Despite the significant gap between releases, Thieves in Time takes place immediately after the events of Sly 3: Honor Among Thieves. Our pointy-eared burglar has turned over a new leaf and is settling into a fresh, crime-free life with inspector Carmelita Fox (no relation to Megan). As you might expect, a few minutes into the game’s opening cutscene, Sly is forced to abandon his attempt at an honest life, don his trademark bandit mask and get back to thieving. A few Saturday morning cartoon-style plot developments later and Sly’s band of merry animal-men find themselves launching back through time to discover why pages from the Thievius Raccoonis are going missing.

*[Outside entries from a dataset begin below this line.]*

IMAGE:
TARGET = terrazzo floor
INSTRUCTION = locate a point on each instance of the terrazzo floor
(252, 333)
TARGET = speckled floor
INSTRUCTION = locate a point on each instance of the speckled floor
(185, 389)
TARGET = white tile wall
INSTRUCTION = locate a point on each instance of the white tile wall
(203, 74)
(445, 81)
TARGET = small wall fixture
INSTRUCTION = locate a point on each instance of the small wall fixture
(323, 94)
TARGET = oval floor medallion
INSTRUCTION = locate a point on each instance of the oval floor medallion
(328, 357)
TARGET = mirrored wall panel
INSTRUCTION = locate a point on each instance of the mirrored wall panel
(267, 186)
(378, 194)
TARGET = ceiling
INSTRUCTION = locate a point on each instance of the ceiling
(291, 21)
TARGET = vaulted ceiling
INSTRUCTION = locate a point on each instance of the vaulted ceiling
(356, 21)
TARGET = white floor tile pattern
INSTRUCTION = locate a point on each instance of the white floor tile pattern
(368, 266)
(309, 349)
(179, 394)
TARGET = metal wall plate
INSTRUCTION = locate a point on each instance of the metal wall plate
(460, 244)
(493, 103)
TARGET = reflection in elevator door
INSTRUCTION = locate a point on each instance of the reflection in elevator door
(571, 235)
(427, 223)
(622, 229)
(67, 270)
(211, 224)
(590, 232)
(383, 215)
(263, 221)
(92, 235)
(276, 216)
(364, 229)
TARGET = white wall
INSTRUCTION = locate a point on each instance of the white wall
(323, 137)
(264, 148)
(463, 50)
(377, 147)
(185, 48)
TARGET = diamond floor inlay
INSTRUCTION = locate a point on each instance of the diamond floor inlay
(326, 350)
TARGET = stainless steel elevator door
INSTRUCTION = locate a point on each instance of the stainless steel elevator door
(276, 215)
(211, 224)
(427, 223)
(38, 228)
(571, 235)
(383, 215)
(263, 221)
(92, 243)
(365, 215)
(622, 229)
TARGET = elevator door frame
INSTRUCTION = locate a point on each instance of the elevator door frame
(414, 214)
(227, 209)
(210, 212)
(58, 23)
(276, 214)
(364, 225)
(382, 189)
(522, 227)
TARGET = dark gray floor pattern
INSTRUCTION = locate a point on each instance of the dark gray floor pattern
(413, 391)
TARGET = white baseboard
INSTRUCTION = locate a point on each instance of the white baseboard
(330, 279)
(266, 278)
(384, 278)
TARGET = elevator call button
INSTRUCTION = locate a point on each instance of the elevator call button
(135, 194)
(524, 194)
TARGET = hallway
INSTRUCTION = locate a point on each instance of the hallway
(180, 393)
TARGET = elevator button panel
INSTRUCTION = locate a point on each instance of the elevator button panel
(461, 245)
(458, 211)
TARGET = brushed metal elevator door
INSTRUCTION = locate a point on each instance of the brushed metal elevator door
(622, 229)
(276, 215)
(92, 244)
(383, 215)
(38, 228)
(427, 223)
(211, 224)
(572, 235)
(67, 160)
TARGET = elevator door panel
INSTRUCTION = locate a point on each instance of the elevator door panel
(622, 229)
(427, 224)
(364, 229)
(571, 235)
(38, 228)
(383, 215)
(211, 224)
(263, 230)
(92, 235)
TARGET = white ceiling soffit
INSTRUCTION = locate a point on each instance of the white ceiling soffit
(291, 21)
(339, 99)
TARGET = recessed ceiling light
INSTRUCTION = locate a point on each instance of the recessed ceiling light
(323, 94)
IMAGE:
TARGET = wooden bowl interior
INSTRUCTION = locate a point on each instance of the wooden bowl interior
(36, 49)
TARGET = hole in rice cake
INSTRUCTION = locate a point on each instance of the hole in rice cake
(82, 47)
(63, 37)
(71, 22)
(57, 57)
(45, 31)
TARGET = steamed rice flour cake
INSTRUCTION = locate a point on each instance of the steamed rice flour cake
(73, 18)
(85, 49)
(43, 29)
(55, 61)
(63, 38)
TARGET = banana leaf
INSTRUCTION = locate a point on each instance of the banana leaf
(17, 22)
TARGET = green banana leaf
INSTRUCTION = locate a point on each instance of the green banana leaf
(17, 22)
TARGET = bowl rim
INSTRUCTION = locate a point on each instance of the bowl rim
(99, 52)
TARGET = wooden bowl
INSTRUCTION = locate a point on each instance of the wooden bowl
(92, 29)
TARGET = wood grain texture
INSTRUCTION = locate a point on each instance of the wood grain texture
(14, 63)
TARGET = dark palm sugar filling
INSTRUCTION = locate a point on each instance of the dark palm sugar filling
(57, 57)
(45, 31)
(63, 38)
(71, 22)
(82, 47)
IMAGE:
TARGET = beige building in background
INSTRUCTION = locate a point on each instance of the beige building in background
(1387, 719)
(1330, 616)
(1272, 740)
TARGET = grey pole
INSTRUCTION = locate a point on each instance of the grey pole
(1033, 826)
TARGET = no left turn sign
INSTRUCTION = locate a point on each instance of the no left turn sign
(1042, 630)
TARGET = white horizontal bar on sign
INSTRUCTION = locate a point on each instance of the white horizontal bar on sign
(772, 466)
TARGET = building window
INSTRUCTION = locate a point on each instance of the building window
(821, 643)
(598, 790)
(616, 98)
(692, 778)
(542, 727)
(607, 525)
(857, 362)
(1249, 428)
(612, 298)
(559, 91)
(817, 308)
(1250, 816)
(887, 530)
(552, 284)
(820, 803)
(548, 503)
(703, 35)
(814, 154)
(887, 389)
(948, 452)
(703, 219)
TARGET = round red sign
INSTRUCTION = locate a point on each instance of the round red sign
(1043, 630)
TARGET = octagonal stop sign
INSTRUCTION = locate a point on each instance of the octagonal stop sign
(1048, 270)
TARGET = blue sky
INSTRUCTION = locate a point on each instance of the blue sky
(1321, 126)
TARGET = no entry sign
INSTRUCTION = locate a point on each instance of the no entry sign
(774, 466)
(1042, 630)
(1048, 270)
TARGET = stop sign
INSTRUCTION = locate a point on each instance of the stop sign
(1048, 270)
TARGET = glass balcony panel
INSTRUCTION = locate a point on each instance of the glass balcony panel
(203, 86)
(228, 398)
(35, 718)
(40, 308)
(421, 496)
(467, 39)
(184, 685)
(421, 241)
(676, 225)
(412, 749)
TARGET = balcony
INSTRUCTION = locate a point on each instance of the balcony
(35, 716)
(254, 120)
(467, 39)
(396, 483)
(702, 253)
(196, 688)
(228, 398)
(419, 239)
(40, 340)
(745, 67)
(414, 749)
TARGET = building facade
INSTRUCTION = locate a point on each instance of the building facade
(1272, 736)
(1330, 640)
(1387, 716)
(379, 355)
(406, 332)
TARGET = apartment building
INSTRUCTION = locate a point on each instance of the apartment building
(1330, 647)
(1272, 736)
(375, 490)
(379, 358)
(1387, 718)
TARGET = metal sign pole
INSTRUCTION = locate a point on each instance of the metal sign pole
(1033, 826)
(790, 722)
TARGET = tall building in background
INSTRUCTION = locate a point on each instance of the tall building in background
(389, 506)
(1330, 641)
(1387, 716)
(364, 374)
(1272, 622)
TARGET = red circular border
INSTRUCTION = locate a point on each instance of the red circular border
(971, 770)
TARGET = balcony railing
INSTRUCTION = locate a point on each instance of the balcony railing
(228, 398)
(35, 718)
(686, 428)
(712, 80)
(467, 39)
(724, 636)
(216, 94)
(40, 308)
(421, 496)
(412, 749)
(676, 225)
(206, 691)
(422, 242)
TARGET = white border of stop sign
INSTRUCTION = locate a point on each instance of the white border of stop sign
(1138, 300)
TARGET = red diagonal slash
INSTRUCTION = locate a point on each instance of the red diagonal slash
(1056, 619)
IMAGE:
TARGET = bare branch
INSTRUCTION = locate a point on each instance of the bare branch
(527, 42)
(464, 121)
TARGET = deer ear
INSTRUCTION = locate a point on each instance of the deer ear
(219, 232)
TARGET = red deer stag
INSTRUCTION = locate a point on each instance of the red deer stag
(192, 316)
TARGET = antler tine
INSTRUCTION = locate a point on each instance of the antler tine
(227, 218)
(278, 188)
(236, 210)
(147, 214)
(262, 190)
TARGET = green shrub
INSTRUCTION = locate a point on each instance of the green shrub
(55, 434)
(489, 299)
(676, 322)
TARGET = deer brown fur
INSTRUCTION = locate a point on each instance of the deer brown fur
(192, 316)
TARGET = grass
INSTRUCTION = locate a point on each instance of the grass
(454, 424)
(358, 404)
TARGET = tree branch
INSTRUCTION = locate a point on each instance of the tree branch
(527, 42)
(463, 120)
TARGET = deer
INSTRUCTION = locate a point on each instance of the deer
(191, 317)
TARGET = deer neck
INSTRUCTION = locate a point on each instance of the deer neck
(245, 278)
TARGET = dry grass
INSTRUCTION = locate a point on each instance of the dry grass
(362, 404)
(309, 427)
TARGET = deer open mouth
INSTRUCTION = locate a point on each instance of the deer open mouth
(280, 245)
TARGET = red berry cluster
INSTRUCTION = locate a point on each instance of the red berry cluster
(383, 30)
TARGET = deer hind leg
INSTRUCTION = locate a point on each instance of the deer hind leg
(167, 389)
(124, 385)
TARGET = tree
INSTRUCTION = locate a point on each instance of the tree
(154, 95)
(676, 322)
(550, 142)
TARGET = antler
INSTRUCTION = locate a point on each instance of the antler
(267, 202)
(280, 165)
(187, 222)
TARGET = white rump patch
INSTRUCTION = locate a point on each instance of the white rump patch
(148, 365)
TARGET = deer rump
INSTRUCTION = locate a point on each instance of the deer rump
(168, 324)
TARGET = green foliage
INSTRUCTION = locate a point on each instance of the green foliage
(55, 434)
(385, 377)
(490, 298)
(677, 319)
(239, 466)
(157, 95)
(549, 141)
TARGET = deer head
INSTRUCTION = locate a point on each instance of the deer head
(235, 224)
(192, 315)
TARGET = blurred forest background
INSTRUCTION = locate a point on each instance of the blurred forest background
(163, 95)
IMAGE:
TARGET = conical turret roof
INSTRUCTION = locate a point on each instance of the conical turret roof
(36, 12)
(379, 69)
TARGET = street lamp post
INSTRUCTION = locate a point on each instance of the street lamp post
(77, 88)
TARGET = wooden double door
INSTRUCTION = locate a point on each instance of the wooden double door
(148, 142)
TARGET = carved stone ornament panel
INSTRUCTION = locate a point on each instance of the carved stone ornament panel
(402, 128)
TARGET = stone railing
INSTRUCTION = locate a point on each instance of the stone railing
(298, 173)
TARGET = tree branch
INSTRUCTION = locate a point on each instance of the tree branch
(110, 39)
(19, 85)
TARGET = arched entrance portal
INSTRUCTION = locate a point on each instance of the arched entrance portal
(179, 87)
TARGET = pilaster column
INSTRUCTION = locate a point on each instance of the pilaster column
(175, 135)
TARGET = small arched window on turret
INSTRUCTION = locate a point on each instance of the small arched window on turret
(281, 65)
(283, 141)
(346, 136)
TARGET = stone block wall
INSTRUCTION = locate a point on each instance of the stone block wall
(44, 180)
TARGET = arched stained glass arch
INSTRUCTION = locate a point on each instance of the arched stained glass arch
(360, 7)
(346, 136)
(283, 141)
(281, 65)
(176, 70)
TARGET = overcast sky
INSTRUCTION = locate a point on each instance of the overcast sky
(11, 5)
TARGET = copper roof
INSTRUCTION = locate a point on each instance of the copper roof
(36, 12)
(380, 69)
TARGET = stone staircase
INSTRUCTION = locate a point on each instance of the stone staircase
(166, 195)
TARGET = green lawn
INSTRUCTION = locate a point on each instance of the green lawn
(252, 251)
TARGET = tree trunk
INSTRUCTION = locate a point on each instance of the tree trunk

Granted, a free-wheeling romp through time is about as hackneyed as plot developments go (sorry Bill and Ted), but it does allow for the existence of some varied and colorful hub worlds (you’ll visit everywhere from feudal Japan to the wild west), which are well-designed and rewarding to explore. In fact, scouring these hub areas for collectibles just might be the main highlight of the game, despite some wonky control issues that keep you from feeling as empowered and acrobatic as other rooftop-leaping game protagonists (Sly could learn a thing or two from Mr. Auditore da Firenze).
The issue holding the hub exploration part of the game back stems from Sly’s limited interactions with his surroundings. There’s no scrambling up walls, no scaling windowsills like ladders. Sly can only attach to the environment where the game allows you to (indicated by a cluster of blue sparkles) and, sadly, that’s not in nearly enough places. Even so, once you dial down your expectations as to how fluidly Sly is able to maneuver through the game world, the allure of sniffing out hidden and hard-to-reach trinkets becomes tough to resist, and it’s easy to find yourself spending a good hour “wasting time” in the hub worlds, just poking around for goodies.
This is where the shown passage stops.